Single Fault Condition - Motor Test

[Roland chung]

Hi all,

I have two questions about the motor test. I will appreciate any opinion you can provide.

1) One of the locking test preconditions stated in clause 13.2.8 is equipment has one or more motors with a locked rotor torque smaller than the full load torque.

I have never seen a motor with locked rotor torque smaller than the full load torque. If the full load torque is larger, it would draw higher current. That means full load test is a worse case. Why locking test is still required for this case?

2) Regarding the motor running overload test (13.2.13.3 b), the standard requires the load (current) to be increased in appropriate steps, the supply voltage to be maintained at its original value.

Normally, the voltage will decrease when the load increased. Why supply voltage should be maintained during the test?

Regards,

Roland

[Peter Selvey]

For 13.2.8, just from a quick look at some web literature it seems that motor's maximum available torque can be larger than the locked rotor torque, but to avoid damage the torque at rated load is usually lower than the locked rotor torque. As such the provision would not apply for most motors.
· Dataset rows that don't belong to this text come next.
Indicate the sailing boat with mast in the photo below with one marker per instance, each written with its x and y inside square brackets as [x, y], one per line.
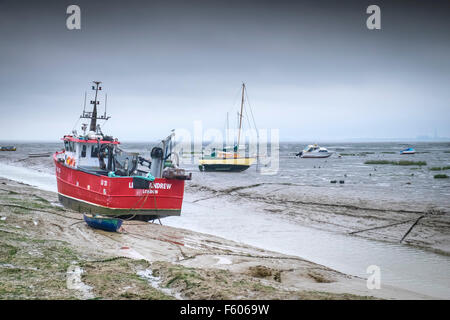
[225, 160]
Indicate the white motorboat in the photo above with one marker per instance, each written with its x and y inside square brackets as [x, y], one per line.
[314, 151]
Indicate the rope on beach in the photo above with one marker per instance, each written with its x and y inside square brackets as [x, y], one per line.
[414, 224]
[380, 227]
[35, 209]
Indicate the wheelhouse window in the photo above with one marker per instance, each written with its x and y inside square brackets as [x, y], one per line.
[94, 152]
[83, 151]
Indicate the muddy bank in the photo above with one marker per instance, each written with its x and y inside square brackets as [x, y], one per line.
[48, 252]
[375, 219]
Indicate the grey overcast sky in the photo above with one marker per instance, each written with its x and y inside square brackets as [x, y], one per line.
[312, 68]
If the locked torque is less than the full load torque, there is a higher possibility of locking. A locked rotor can still get hotter even if there is lower current, because there can be less cooling (rotor is not moving, or there could be a cooling fan attached).
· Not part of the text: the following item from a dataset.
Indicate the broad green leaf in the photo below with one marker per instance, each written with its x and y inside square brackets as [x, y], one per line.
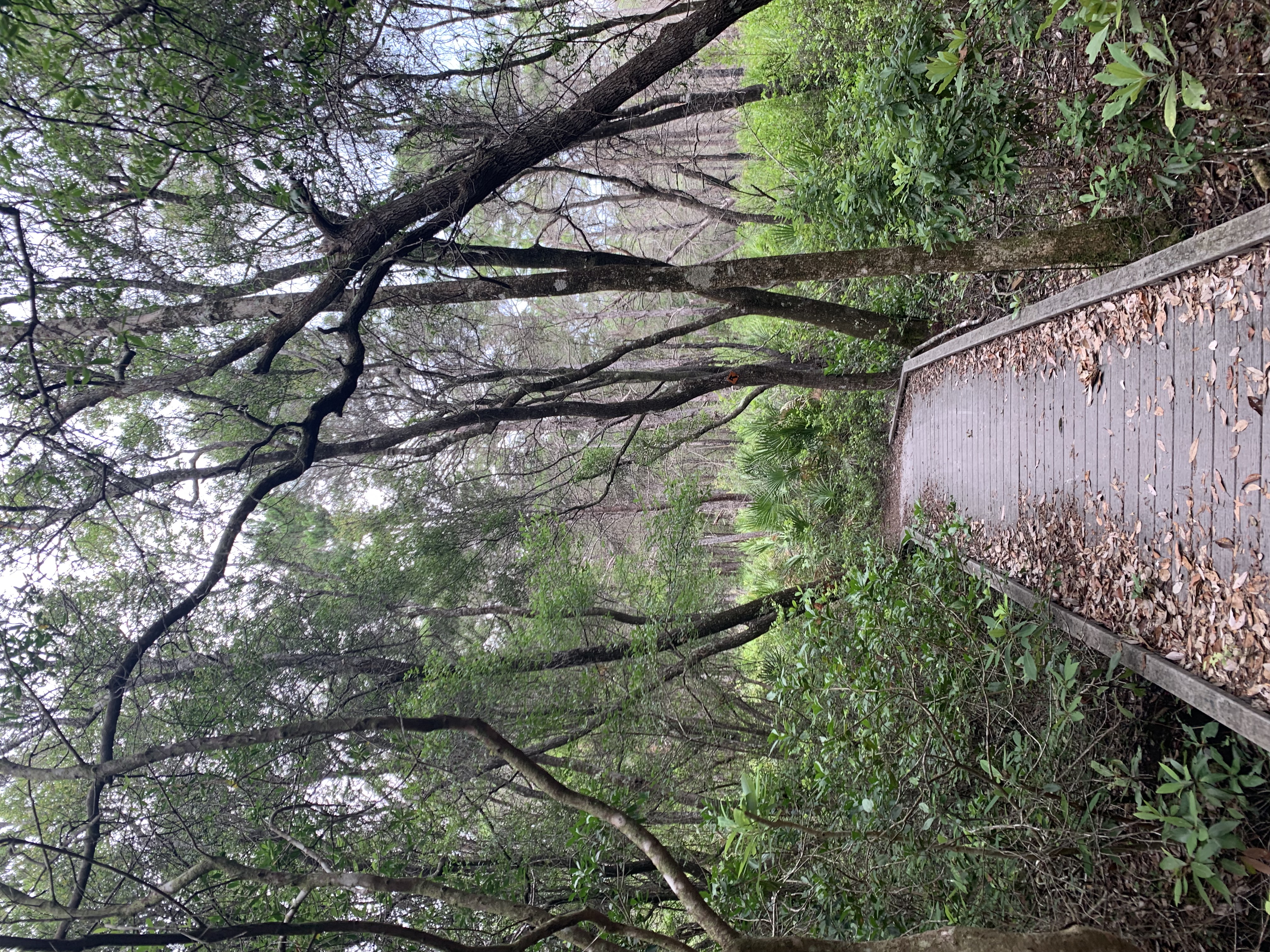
[1170, 99]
For 13.2.13.3 b), it seems kind of obvious, the voltage should be maintained, but it's not really that critical either for overload tests. Variations within 1% would not be a concern. The same applies when overloading a transformer, in principle you keep the voltage constant but slowly increase the current load. A fall of more than 1% typically only occurs if the change in current load is large (e.g 5A), or long cables/ smalll autotransformers with low current rating are used.

[Roland chung]

Quote:

2) Regarding the motor running overload test (13.2.13.3 b), the standard requires the load (current) to be increased in appropriate steps, the supply voltage to be maintained at its original value.

I found the provision for motor running overload test specified in IEC 60335 is nearly the same as the requirement in IEC 60601. But IEC 60335 is clear to indicate the current through the windings is increased by 10 % steps.

There are two opinions on understanding the 10 % steps:

Assuming the rated current of motor is 5.0 A:

1) 10 % of the rated current --> step 1............5.0 A
step 2............5.5 A
step 3............6.0 A
step 4............6.5 A
step 5............7.0 A
...

2) 10 % of the current of last step --> step 1............5.0 A
step 2............5.5 A
step 3............6.05 A
step 4............6.66 A
step 5............7.32 A
...

Two loaded methods produce two test results. Which one is correct?

Please kindly advise it.

Thanks,
Roland

[Peter Selvey]

The results should not be that much different assuming a reliable protection method is used.

There are three temperatures to consider:
1) temperature of the winding
2) temperature of the protective device (e.g. thermal cut-out)
3) measured temperature (e.g. thermocouple, rise of resistance)

For (1) a larger step size should produce a higher temperature, because of the time delay to heat up and trigger the thermal cut out. But, with small steps of 10% it will not make much difference which method is used (10% of starting or 10% of last current).

For (2) the operating point should be the same regardless of the step size, provided it is a reliable device.

For (3) it depends on how well the measurements are made. It is actually very difficult to make accurate measurements unless you are using on-line resistance measurement. If you use thermocouple the result can be very different depending on the step size, because it is usually even more delayed than the thermal cut out. If you use periodic resistance measurement, then the result will depend on when the resistance measurement is made. If it is made after each step change is stable, then yes the result will be very different; it will be random as to which step point ended up being closest to tripping point of the thermal cut-out. Although relatively small, steps of 10% in current are 21% in I-squared-R of the winding. So, the random factor, rather than the step size could be the key problem. If you are using periodic resistance measurements, small steps are recommended.

However, at the end of the day, usually a thermal cut out with a ~20degC margin to the limit is used, so the test method does not affect the pass/fail result.

[Roland chung]

Quote:

it will be random as to which step point ended up being closest to tripping point of the thermal cut-out. Although relatively small, steps of 10% in current are 21% in I-squared-R of the winding. So, the random factor, rather than the step size could be the key problem. If you are using periodic resistance measurements, small steps are recommended.

I could not understand very well why small steps are recommended. The larger the step size, the larger the I-squared-R.

[Peter Selvey]

Consider a test to find out the highest temperature before a thermal cut out (TCO) opens in an oven.

Reference Test:
gradually raising temperature until TCO trips
Result 133C

Step Test 1:
Steps of 33C
Result 132C

Step Test 2:
Steps of 20C
Result 120C

Step Test 3:
Steps of 10C
Result 130C

You can see that the largest step got the best result. But actually it's just chance (random) as to which step gets closest to the trip point.

[Roland chung]

I don't think the current step size would result in the same temperature rise in each step. The measured temperature is also not simply the product of the steps and temperature rise in each step.

I know you just gave an example. It sounds too good to be ture.

[Roland chung]

Quote:

If you use thermocouple the result can be very different depending on the step size, because it is usually even more delayed than the thermal cut out.

The thermocouple is a main tool for measuring temperature in the test house. Although the measurement is not that "real" time, the short delay (response of thermocouple) would not cause very different result.

This is of course just my thinking. Please correct me if I am wrong.

Other question: if there is a larger test current and the measured temperature obtained before operating of the thermal cut-out exceeds the limit (because of the time delay to heat up and trigger the thermal cut out), is the result pass or failure?